Michael Gove’s agricultural bill is the backbone for his green Brexit plan, but farmers claim it is falling short of providing long-terms protection for the UK, and this comes after Gove addressed two major farming conferences in Oxford.

Slurry Spreading

Laying out his plans for protecting public goods, the environment secretary plans to improve water and air quality, as well as hoping to restore habitats. Martin Lines, an arable farmer and chair of the Nature Friendly Farming Network – which was founded a year ago due to devastating wildlife loss, soil depletion and water pollution (linked to industrial farming), expressed his concerns and stated that he was not reassured by the pre-announcements – well, it’s not gaming sites we’re talking about here, it’s the future of the UK environment! Speaking to the Independent, Lines said;

“He’s saying a lot but there’s not enough detail. We are getting public pay for public good, but for those farmers that choose not to engage with that policy, how are we going to manage the rest of that landscape?
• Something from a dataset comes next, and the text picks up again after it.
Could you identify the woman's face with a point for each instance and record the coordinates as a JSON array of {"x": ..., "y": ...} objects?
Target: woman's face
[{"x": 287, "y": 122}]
Poor farming practices need to be challenged and changed – any farmer that is delivering poor practices needs help and support in changing their farming methods.”

Gove promised that standards would not be allowed to slip, but not everyone is convinced. If steps are not taken, environmental degradation could affect food production. Mr Lines hopes that the government will take to the post-Brexit trade deals; the protection of animal welfare and continue to enforce environmental standards.

Echoing Concerns

Sue Hayman, the shadow environment secretary described Michael Gove’s comments as “totally meaningless”. This comes after months of rumours, which could see the UK making deals with nations with far lower standards than we would allow, such as chlorine-washed chickens and other products which are banned in this country.
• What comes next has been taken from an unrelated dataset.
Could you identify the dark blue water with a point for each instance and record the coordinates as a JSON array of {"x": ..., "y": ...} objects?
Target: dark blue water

But Gove insists that being free from the EU will allow our farming and environment to thrive, just before admitting that leaving with a no-deal Brexit would have the opposite effect. He added;

“We can move to support genuine productivity enhancement and public goods like clean air, climate change mitigation or the improvement of soil, or water quality or improvements to pollinator habitats. These real gains risk being undermined if we leave the EU without a deal.”